Umatilla County would start team to address treatment
By Phil Wright

Staff Writer

Published on July 2, 2018 5:00PM

Umatilla County is stepping up to reduce the number of mentally ill people in the county jail.

Commissioner George Murdock said mental illness is a major concern nationwide and Umatilla County is no different.

“We have way too many people in jail suffering from mental illness,” he said.

To help take on the problem, the county board of commissioners is adopting the Stepping Up Initiative, a national program to get county officials to work with law enforcement, judges, district attorneys and treatment providers to divert people with mental illness from jails and into treatment.

The National Association of Counties, The Council of State Governments Justice Center and the American Psychiatric Association Foundation launched the initiative in May 2015. According to stepuptogether.org, the initiative’s website, 449 counties nationwide participate with 19 in Oregon, including Sherman, Gilliam and Union counties.

Murdock said the resolution to step into Stepping Up acknowledges the mental health situation the country faces:

•Two million people with serious mental illness end up in jails each year across the nation.

•Jail populations have three to six times as many adults suffering from serious mental illness as the general population.

•Adults with mental illness who go to jail tend to have longer stays and a higher rate of re-offending than people without mental illness.

Sheriff Terry Rowan earlier this year sought $1 million from the Legislature to renovate the jail to accommodate inmates with mental health issues. The state did not fund the investment.

Under this new call to action, the county promises to take several steps to tackle the crisis, from setting up a team to address safe reduction in jail to tracking data on the mentally ill coming into jail, as well as identifying local and state policy and funding barriers to treatment and to sharing what it learns with other counties.

Rowan said he supports Stepping Up, but there may be a practical limit on its effectiveness.

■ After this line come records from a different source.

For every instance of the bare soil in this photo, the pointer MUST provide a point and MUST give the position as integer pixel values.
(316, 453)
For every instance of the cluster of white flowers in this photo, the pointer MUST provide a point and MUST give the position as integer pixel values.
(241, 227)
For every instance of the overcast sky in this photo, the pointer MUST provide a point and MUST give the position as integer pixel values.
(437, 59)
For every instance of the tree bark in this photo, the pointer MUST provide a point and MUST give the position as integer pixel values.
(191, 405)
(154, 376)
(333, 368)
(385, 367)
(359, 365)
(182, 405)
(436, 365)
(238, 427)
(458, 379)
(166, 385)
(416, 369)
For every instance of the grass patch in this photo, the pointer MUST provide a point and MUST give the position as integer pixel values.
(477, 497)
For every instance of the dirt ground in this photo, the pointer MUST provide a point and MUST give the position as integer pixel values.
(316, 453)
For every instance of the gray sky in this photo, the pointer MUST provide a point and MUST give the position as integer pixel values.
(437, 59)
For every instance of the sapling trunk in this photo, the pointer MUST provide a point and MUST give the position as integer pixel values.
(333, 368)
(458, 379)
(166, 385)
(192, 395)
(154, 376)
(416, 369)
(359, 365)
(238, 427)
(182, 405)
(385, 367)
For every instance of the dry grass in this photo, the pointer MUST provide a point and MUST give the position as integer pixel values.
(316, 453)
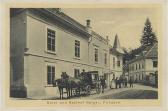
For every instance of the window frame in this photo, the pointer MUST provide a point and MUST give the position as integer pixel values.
(78, 70)
(52, 77)
(46, 42)
(155, 64)
(118, 63)
(96, 52)
(105, 58)
(114, 64)
(78, 49)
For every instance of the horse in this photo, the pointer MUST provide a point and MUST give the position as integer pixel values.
(68, 83)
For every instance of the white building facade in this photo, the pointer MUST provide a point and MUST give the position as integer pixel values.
(46, 42)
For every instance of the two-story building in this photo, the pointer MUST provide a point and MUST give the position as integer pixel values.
(116, 61)
(46, 42)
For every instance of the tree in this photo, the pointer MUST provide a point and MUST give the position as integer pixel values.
(148, 37)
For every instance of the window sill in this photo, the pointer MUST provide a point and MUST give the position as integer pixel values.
(50, 52)
(96, 62)
(77, 58)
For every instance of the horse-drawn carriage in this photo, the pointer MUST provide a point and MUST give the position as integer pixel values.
(84, 84)
(90, 81)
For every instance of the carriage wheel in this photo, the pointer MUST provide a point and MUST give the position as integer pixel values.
(88, 89)
(98, 88)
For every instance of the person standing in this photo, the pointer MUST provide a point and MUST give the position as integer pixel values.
(116, 82)
(131, 82)
(126, 82)
(102, 82)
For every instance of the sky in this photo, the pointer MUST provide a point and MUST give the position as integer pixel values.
(127, 23)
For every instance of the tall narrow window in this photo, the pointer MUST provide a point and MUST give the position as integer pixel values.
(105, 58)
(51, 40)
(155, 63)
(118, 63)
(96, 55)
(113, 62)
(50, 74)
(77, 48)
(76, 73)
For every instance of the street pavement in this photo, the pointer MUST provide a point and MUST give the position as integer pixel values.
(137, 92)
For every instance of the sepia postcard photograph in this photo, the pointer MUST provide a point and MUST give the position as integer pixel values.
(62, 55)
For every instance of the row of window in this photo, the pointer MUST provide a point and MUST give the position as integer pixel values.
(141, 66)
(51, 44)
(114, 63)
(51, 74)
(136, 66)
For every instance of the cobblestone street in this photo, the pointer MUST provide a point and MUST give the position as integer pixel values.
(137, 92)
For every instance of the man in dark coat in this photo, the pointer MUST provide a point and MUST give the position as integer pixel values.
(131, 82)
(102, 82)
(116, 82)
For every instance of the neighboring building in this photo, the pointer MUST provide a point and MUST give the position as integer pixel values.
(46, 42)
(116, 60)
(144, 66)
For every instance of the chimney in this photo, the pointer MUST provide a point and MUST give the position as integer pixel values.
(107, 38)
(88, 23)
(88, 27)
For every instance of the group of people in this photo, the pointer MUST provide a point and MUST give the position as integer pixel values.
(118, 82)
(121, 82)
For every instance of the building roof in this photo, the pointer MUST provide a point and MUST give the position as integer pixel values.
(58, 15)
(145, 52)
(117, 49)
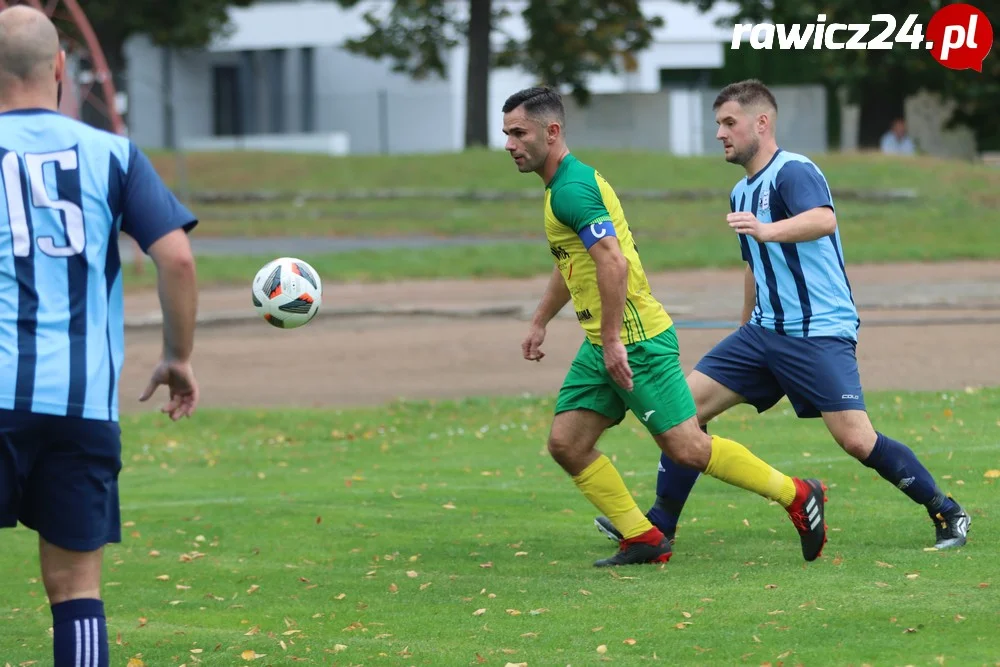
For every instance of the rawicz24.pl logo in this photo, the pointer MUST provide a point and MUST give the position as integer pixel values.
(959, 36)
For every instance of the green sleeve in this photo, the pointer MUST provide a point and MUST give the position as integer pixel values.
(577, 204)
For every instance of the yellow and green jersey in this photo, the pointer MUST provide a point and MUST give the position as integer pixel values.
(581, 208)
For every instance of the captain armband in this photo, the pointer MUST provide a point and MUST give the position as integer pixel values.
(596, 231)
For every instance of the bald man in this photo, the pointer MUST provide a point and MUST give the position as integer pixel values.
(68, 190)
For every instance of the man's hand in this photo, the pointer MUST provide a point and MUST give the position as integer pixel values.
(616, 361)
(532, 342)
(179, 378)
(748, 224)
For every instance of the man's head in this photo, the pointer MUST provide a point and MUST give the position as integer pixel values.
(533, 120)
(32, 63)
(746, 112)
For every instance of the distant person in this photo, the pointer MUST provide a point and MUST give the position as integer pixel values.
(68, 189)
(896, 141)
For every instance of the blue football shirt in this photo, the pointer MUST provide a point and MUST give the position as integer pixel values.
(802, 288)
(67, 190)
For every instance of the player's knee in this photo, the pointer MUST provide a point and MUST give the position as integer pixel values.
(562, 450)
(69, 575)
(687, 444)
(855, 442)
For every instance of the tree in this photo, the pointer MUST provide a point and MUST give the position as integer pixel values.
(180, 23)
(567, 40)
(879, 80)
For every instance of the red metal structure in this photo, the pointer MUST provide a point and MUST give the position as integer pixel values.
(99, 91)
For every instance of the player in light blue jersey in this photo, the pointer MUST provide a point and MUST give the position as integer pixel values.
(66, 191)
(798, 336)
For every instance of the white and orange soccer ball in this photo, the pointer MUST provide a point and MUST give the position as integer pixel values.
(287, 292)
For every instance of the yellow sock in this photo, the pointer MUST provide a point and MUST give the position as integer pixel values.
(603, 486)
(733, 463)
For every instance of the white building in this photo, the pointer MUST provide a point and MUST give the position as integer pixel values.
(281, 79)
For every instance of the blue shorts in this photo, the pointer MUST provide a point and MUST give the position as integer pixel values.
(818, 374)
(59, 477)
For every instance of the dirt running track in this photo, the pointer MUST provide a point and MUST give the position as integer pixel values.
(923, 327)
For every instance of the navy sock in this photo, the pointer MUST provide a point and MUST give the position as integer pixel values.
(896, 463)
(80, 634)
(673, 486)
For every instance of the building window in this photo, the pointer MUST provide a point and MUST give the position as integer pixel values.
(227, 107)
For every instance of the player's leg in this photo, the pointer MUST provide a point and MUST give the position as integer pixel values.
(71, 501)
(675, 482)
(734, 369)
(822, 379)
(587, 406)
(662, 399)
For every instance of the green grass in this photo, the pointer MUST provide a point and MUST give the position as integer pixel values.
(243, 171)
(951, 220)
(878, 234)
(374, 536)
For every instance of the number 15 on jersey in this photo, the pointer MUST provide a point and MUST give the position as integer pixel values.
(26, 188)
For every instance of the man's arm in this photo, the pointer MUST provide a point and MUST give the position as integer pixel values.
(749, 295)
(178, 290)
(807, 226)
(555, 297)
(804, 192)
(612, 281)
(159, 223)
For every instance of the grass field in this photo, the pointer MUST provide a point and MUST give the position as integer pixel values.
(951, 219)
(442, 534)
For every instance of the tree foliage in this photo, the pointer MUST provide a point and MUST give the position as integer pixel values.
(879, 80)
(567, 40)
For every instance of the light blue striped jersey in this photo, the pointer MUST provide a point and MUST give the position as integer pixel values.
(67, 191)
(802, 288)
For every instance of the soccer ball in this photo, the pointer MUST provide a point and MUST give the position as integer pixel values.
(287, 292)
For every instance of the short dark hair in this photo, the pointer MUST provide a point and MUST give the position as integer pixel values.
(747, 93)
(538, 102)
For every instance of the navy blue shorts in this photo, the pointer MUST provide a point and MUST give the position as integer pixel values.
(59, 477)
(818, 374)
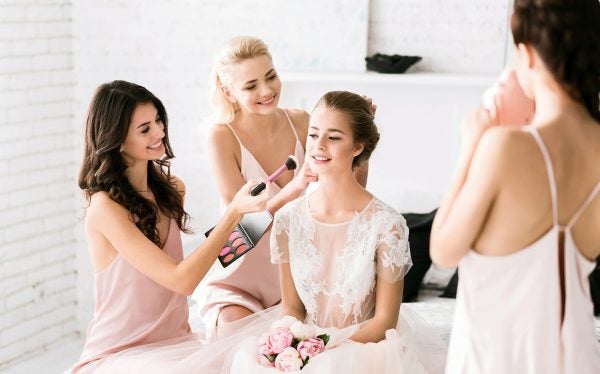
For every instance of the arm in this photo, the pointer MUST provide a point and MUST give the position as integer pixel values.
(222, 146)
(462, 214)
(293, 189)
(299, 184)
(387, 305)
(111, 221)
(290, 301)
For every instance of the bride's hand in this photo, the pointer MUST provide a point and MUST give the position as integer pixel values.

“The only concern I have is resources available to the population to go to this,” he said. “That’s what we seem to have to battle against day in and day out.”

Much of what Stepping Up strives to achieve, he said, aligns with the goals of Oregon’s Justice Reinvestment Act, which provides state funding for local programs to reduce the prison population, hold offenders accountable, cut back on offenders committing new crimes and increasing the public safety. Rowan said more Oregon counties adopting the initiative could create a tipping point for state lawmakers to take notice and create a behavioral reinvestment program.

Murdock also advocates for that approach. The state in 2014 shut down the Blue Mountain Recovery Center, a psychiatric facility in Pendleton, but did not establish a new one. He said the Justice Reinvestment Act is a model that works well and it cost effective.

“If the state would make a companion mental health reinvestment initiative, I think that would make huge inroads for us,” he said.

The county commissioners vote on the Stepping Up Initiative when they meet Tuesday starting at 9 a.m. at the courthouse in Pendleton.